# Slicers



## culpepersmoke (Oct 22, 2010)

I'm looking at getting a slicer. I've never had one before but I'm really excited about making my own lunch meat, bacon etc. Is there anything in particular I should be looking for or anything I should stay away from?

Thanks,

Gordon


----------



## fftwarren (Oct 22, 2010)

I would watch craigslist and the sort. You can find good deals on used commercial ones. thats where I got mine.


----------



## mossymo (Oct 22, 2010)

FFTWarren said:


> I would watch craigslist and the sort. You can find good deals on used commercial ones. thats where I got mine.


I agree; have 3 slicers, one of them being a commercial slicer. But also depends on how much use it will receive.

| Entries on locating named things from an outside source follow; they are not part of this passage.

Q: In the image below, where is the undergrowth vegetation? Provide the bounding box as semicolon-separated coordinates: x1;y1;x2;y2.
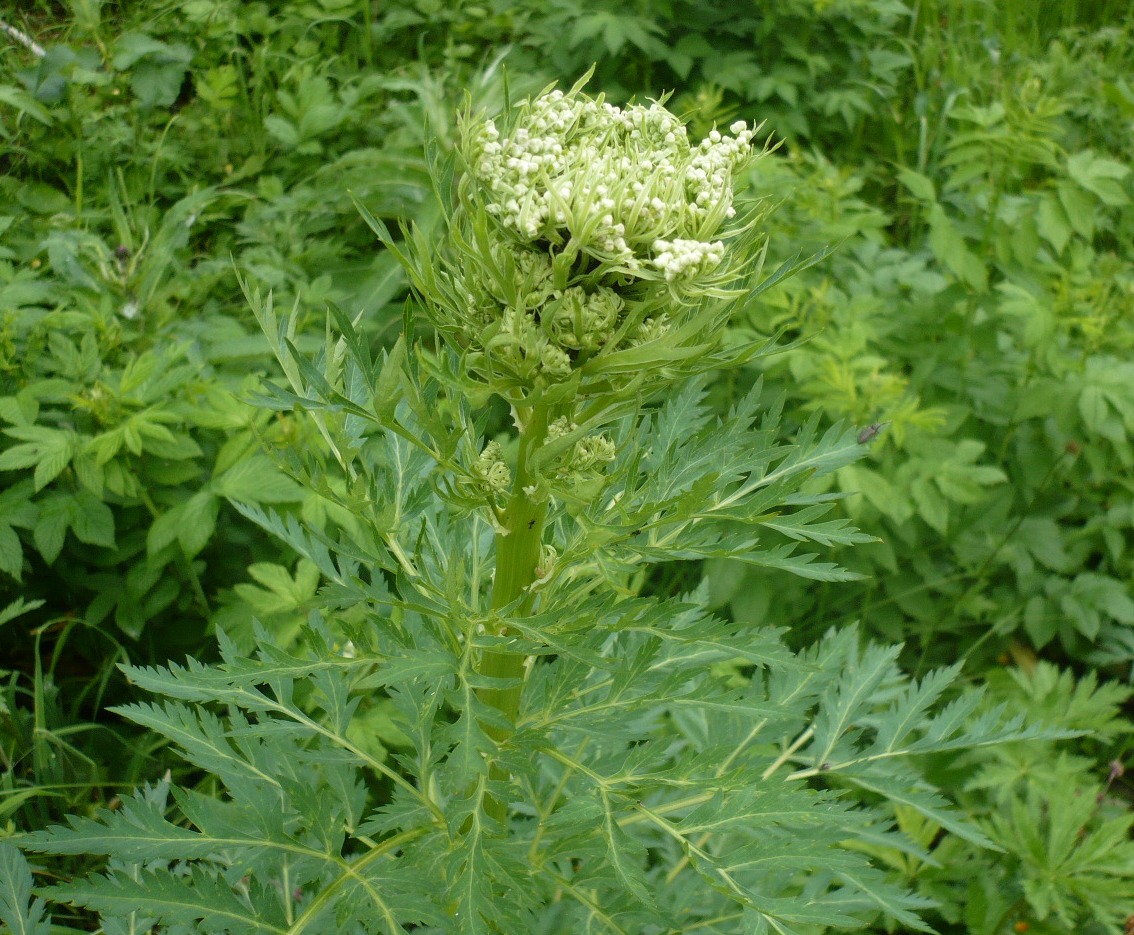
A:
0;0;1134;935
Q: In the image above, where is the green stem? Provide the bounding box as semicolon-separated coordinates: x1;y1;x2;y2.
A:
476;396;548;821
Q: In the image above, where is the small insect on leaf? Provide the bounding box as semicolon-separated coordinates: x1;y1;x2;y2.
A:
858;422;889;444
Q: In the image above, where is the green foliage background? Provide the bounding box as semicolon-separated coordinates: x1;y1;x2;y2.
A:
0;0;1134;935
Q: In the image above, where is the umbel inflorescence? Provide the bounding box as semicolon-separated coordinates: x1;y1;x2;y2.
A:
390;73;761;402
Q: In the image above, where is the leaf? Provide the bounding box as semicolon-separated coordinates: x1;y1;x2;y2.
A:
0;841;51;935
48;867;288;935
211;454;305;503
929;204;988;292
898;169;937;204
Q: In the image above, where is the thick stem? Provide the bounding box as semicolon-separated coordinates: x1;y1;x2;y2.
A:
477;406;548;821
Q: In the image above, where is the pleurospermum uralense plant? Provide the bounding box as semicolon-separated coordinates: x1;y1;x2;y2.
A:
0;74;1052;935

I notice this refurbished model comes with both serrated and non-serrated blades, that is a good value -

http://www.pepitoria.com/o/sj.php?i=81951


----------



## midwesternrands (Oct 23, 2010)

A couple of thoughts...

Just keep in mind the blade size and the tray size which correlates to how big of a piece of meat that can be sliced.  Many of the small slicers will have trouble slicing a large bacon because it simply will not fit on the food tray.  You probably won't find a slicer that is economically priced with a blade larger than 9" or so.

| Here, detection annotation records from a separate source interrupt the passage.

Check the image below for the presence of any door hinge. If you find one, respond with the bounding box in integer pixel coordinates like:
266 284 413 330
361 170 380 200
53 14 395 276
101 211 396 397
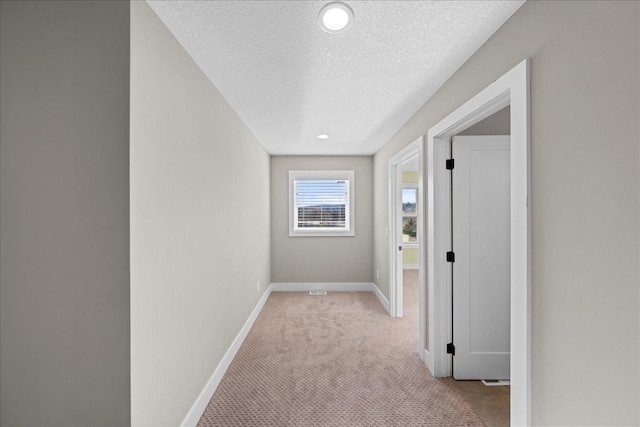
446 159 454 170
447 342 456 356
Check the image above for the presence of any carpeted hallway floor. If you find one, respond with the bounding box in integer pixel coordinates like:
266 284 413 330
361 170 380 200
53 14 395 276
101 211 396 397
198 271 483 426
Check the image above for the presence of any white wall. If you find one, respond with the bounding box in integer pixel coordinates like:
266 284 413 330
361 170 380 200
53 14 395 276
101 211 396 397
0 1 130 427
131 2 270 426
374 1 640 425
271 156 373 283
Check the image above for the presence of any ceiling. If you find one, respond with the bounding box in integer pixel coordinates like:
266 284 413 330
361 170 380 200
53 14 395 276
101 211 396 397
148 0 524 155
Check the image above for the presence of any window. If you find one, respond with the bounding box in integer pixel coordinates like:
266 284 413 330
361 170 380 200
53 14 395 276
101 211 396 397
402 186 418 243
289 170 355 237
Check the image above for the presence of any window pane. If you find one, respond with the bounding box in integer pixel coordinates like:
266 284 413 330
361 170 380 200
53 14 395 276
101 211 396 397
402 188 418 214
296 180 349 229
402 216 418 242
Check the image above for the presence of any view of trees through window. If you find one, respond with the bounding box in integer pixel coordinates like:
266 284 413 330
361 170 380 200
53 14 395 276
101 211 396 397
295 180 349 228
402 188 418 242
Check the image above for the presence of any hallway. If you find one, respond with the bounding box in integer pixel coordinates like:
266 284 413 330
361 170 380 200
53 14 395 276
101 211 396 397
199 271 483 426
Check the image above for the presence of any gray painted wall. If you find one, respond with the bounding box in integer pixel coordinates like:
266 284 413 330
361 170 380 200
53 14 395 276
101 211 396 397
374 1 640 425
0 1 130 427
271 156 373 283
131 2 271 426
460 107 511 135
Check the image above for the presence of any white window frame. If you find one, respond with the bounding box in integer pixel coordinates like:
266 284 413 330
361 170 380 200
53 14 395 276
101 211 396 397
400 182 421 248
289 170 355 237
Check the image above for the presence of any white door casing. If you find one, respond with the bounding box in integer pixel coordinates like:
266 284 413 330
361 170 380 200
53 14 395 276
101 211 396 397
451 136 511 380
424 59 531 426
388 137 427 361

There are typically not as many options for slicers as there will be for meat grinders or sausage stuffers, but here are a few available options: Click Here

My only other suggestion is that if you buy used or refurbished, make sure you either get a sharp blade or see about getting it sharpened.  A sharp blade makes everything so much easier.


----------



## mudduck (Oct 23, 2010)

i have this one works good and ease to clean and get the ham blade all with free shipping

 http://www.cutleryandmore.com/chefs-choice/m610-electric-food-slicer-p16324  

http://www.cutleryandmore.com/chefs-choice/ham-slicing-blade-for-models-610-p17186


----------